Cientista político vê Presidente mais forte para um insuperável quarto mandato após diálogo estratégico dos dois líderes reforçar posição do Brasil em detrimento do viralatismo da extrema direita que só reduz a influência bolsonarista
Brasília, 26 de outubro de 2025.
O presidente Luiz Inácio Lula da Silva (PT) se reuniu com Donald Trump na Malásia, durante a cúpula da ASEAN, neste domingo (26/out), em um encontro marcado por cordialidade.
Segundo o cientista político Hussein Kalout, ex-Secretário Especial de Assuntos Estratégicos da Presidência da República (2016-2018), Doutor em Relações Internacionais pela Universidade de Lancaster (Reino Unido) e Conselheiro Internacional CEBRI, a reunião foi uma “tremenda vitória” para Lula, com potencial impacto eleitoral em 2026, quando ele buscará um quarto mandato, conforme a BBC News Brasil.
A aproximação com Trump enfraquece o bolsonarismo, especialmente após a condenação de Jair Bolsonaro por tentativa de golpe de Estado, e neutraliza críticas de opositores sobre a capacidade de Lula de negociar com os EUA em prol do setor produtivo brasileiro.
A Confederação Nacional da Indústria (CNI) considerou o diálogo um avanço para as relações comerciais bilaterais.
Apesar do clima positivo, as negociações sobre a tarifa de 50% imposta por Trump contra produtos brasileiros, como carne, devem se prolongar, dependendo de concessões mútuas. Uma nova rodada de conversas está marcada para 27/10, entre o chanceler Mauro Vieira e o representante comercial dos EUA, Jamieson Greer.

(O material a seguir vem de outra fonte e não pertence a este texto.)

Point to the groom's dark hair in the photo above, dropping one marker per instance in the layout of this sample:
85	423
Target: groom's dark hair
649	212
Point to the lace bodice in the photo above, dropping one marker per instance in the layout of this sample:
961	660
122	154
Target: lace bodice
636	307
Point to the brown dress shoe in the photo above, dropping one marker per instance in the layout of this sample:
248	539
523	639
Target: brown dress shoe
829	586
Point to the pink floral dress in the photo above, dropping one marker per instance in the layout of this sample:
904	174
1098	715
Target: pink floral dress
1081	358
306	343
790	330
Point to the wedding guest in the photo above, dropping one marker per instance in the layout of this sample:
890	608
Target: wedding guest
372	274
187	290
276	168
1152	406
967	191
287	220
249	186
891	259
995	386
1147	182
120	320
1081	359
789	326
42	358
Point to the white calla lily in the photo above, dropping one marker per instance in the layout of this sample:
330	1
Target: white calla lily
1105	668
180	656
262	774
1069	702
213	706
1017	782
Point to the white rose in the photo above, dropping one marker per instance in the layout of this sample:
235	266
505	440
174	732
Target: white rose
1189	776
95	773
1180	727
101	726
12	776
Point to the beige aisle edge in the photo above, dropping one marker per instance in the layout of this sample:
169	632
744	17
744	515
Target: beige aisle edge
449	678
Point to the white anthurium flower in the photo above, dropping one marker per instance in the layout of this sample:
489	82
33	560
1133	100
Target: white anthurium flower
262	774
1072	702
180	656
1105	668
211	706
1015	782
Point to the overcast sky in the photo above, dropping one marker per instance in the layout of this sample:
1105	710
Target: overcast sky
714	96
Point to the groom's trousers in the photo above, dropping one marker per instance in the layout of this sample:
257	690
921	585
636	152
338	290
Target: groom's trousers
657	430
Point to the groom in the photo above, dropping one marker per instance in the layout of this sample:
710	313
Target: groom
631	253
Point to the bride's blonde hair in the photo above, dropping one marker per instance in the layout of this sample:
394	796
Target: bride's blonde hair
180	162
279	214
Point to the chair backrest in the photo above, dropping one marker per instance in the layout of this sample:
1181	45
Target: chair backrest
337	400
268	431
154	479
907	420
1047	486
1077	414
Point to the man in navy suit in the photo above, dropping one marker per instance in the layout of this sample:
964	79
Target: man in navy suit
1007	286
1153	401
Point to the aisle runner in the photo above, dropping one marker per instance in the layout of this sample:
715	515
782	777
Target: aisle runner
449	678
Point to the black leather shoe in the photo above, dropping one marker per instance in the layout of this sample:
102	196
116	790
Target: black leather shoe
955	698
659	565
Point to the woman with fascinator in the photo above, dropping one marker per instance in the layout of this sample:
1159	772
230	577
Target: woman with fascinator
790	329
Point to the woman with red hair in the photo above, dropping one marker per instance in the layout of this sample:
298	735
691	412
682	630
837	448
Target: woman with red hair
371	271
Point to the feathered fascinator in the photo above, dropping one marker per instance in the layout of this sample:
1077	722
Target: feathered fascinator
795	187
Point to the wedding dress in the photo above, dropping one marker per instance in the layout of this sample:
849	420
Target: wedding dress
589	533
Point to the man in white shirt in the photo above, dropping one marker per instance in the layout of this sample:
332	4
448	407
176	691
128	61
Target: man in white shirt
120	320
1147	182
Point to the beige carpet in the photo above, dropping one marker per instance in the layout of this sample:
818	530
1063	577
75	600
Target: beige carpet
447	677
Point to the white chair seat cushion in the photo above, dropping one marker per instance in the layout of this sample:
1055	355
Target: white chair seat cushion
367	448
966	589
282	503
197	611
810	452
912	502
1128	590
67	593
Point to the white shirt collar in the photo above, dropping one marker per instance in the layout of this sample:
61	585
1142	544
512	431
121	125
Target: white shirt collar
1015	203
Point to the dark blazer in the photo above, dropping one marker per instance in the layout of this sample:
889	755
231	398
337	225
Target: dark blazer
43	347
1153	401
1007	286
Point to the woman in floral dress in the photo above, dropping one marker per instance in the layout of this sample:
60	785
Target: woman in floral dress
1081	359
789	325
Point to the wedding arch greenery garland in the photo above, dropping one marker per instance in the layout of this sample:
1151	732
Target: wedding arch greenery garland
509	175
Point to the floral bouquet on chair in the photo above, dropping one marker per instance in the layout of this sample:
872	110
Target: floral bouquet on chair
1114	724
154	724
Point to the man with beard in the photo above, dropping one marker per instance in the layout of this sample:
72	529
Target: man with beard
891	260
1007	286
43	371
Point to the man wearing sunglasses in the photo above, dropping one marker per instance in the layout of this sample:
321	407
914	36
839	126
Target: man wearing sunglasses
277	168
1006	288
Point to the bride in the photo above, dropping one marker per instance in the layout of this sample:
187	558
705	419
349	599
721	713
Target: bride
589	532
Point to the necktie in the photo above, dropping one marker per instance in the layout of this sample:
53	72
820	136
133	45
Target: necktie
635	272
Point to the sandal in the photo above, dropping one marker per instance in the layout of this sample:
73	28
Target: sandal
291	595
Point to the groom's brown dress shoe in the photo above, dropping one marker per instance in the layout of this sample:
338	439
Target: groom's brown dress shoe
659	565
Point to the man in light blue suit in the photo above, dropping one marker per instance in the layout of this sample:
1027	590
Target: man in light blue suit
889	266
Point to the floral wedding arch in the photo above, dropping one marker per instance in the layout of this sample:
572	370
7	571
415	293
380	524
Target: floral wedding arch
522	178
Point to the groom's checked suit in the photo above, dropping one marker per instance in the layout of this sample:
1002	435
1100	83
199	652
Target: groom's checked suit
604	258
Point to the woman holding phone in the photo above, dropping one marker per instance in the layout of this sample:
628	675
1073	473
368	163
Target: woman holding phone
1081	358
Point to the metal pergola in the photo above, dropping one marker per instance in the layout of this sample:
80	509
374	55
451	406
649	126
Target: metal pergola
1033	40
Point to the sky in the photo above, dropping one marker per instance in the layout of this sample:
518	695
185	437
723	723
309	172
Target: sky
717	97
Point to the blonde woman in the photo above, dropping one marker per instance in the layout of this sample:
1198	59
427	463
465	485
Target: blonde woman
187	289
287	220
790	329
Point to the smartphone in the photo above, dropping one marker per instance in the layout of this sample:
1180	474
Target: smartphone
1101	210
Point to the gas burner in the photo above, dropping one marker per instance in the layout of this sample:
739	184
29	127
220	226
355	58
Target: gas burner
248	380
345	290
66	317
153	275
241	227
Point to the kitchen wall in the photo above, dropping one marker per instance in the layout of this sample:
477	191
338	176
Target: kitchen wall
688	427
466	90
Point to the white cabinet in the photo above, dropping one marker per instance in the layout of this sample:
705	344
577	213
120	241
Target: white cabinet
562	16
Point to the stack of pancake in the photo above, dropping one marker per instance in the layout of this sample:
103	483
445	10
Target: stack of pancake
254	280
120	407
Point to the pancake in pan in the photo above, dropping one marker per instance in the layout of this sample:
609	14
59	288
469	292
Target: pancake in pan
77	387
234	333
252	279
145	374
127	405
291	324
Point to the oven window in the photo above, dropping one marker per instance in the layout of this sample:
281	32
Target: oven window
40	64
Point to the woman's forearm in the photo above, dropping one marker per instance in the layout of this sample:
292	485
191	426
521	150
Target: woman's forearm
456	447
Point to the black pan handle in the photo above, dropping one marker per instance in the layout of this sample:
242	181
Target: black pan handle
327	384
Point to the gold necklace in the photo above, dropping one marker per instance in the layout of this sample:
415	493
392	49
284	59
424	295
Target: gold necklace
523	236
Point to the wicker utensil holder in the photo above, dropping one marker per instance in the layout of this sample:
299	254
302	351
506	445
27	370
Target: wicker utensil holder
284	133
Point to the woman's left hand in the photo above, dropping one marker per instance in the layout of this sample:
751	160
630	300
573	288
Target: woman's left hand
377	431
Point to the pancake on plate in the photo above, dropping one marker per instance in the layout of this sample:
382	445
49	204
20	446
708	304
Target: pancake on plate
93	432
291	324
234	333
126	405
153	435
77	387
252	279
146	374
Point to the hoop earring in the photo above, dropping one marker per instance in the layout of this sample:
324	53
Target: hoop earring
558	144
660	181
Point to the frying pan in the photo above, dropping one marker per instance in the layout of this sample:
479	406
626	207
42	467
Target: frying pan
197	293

Kalout destaca que Lula agiu com paciência e prudência para superar tensões com Trump, cuja mudança de postura também reflete interesses econômicos, como evitar inflação nos EUA, e receios de uma aproximação do Brasil com a China.
Lula também busca reverter sanções contra ministros do STF, impostas por Trump no contexto do julgamento de Bolsonaro, mas a manutenção dessas sanções pode ser usada como moeda de negociação.
O encontro esvazia o discurso da oposição, que poderia explorar a relação com os EUA como um flanco contra Lula.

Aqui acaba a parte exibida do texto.